We recently changed the way we treat the multi-model aspect of database management systems and introduced a new option in the popularity rankings. This article explains the ideas behind.

Today, the management, querying and efficient use of vast amounts of structured and unstructured data often requires storing that data with different specialised data models. That may be in tabular form (Relational DBMS), graphs (Graph DBMS), documents in JSON or XML form (Document Stores, XML DBMS), time-series data (Time Series DBMS) and with several other models.

For using more than one data model in parallel, there are basically two options:

  • Use a polyglot database architecture (multiple DBMS with a single model)
  • Use a multi-model DBMS (a single DBMS supporting multiple models)

Because both approaches are valid, many DBMS vendors extended their existing products to support additional data models. Some examples are:

Oracle, the undisputed leader of relational DBMS enhanced its product with document, graph and RDF capabilities, making it a multi-model DBMS.

In the version 8.0 of MySQL a new document store model was introduced, which allows JSON documents to be stored in collections and managed using CRUD operations.

Microsoft SQL Server, PostgreSQL, IBM Db2 and many other RDBMS similarly extended their functionalities with multi-model capabilities.

The same trend is also seen in NoSQL systems. E.g. Redis, the most popular key-value store extended its application scenarios with downloadable modules into a multi-model DBMS.

The situation is completed by DBMS's, which are originally built to process data in different shapes (e.g. ArangoDB, OrientDB or Microsoft Azure Cosmos DB).

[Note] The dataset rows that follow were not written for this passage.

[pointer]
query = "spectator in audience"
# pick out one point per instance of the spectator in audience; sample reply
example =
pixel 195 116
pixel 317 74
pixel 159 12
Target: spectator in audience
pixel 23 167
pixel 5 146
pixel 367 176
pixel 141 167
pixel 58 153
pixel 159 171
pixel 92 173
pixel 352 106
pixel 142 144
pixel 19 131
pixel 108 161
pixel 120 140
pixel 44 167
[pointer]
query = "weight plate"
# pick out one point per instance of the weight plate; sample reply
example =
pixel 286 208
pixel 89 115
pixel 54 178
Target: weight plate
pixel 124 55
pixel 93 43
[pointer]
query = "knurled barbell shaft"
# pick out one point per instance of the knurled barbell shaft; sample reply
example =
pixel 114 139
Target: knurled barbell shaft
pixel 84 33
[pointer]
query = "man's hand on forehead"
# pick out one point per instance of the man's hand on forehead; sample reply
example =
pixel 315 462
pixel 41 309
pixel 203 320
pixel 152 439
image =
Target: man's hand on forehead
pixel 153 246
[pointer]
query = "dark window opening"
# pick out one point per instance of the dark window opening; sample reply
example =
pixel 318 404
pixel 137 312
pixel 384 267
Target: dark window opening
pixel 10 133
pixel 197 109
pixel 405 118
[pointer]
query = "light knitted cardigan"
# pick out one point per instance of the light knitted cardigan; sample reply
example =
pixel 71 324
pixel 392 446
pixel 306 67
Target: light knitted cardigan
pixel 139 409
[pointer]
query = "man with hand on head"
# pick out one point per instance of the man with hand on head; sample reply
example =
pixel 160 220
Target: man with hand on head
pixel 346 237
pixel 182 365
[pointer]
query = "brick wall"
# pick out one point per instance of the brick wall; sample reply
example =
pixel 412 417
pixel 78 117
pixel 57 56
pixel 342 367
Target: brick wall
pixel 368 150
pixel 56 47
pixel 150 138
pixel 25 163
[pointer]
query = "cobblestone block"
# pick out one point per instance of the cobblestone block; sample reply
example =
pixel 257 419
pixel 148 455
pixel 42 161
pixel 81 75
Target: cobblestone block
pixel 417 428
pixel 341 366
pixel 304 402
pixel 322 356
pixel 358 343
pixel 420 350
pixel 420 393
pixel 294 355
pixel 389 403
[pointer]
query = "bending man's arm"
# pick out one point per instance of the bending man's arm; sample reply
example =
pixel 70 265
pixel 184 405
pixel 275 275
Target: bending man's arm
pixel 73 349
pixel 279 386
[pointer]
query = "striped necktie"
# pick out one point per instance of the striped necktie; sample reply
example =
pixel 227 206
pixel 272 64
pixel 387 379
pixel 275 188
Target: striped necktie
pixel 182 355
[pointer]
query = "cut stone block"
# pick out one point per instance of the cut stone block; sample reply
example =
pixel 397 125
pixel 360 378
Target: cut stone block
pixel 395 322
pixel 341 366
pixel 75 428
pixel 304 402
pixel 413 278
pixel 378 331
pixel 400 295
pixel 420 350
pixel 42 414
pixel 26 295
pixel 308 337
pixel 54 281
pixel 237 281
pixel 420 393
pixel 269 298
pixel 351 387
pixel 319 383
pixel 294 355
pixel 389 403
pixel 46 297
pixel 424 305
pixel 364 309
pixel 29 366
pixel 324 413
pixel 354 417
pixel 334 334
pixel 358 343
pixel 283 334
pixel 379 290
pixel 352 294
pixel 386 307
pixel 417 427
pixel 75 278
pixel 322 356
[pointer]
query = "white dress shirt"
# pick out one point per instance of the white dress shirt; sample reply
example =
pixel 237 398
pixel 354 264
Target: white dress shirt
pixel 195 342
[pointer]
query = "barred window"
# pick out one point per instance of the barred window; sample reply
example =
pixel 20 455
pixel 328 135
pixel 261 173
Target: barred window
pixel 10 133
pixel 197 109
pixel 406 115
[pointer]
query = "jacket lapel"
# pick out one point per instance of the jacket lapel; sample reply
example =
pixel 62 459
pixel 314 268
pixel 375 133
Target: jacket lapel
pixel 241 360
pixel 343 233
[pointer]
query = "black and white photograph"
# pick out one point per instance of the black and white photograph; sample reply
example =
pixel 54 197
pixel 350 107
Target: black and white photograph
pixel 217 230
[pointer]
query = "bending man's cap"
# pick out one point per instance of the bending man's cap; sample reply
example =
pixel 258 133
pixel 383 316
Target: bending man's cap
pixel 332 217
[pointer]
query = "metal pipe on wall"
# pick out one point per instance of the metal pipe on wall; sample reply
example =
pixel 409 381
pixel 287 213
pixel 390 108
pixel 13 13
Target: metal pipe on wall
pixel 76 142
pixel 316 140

The DB-Engines popularity ranking must allow for that situation, especially in the adequate handling of the multi-model aspect in the DB-Engines sub-rankings (e.g. in the ranking of document stores): one visitor of such a sub-ranking may want to see only the systems specialised for the specific data model in this ranking, and does not want to have all multi-model systems diluting that ranking. The other visitor just wants to have all databases supporting that data model in the corresponding sub-ranking. In order to facilitate that choice, we now provide a checkbox, which allows a visitor to switch between the two presentation formats.

To make that possible, we had to slightly redefine the semantics of the already existing attributes ‘primary database model’ and ‘secondary database model’. The former now denotes the data models for which a DBMS is normally known and is predominantly used. For example, there is no doubt that Oracle got its popularity from being a RDBMS, therefore its primary data model is ‘RDBMS’. As mentioned, it nowadays also supports document, graph and RDF models. This information is conveyed in the attribute ‘secondary database models’. As a consequence, the ‘primary models’-attribute controls in which sub-ranking a system goes and which database model is listed for the system within the ranking tables. Systems having more than one primary model just show up as ‘multi-model’. Clicking the checkbox in a sub-ranking includes also the databases supporting that data-model as a ‘secondary model’.

It is important to mention, that these changes do not impact the various statistics about the overall popularity of data models (e.g. https://db-engines.com/en/ranking_categories), since we are still using the primary model for that calculation.

As some data models inherently can support other models (e.g. each relational system can be (mis-) used as a key-value store), we do not qualify a system as multi-model in that case.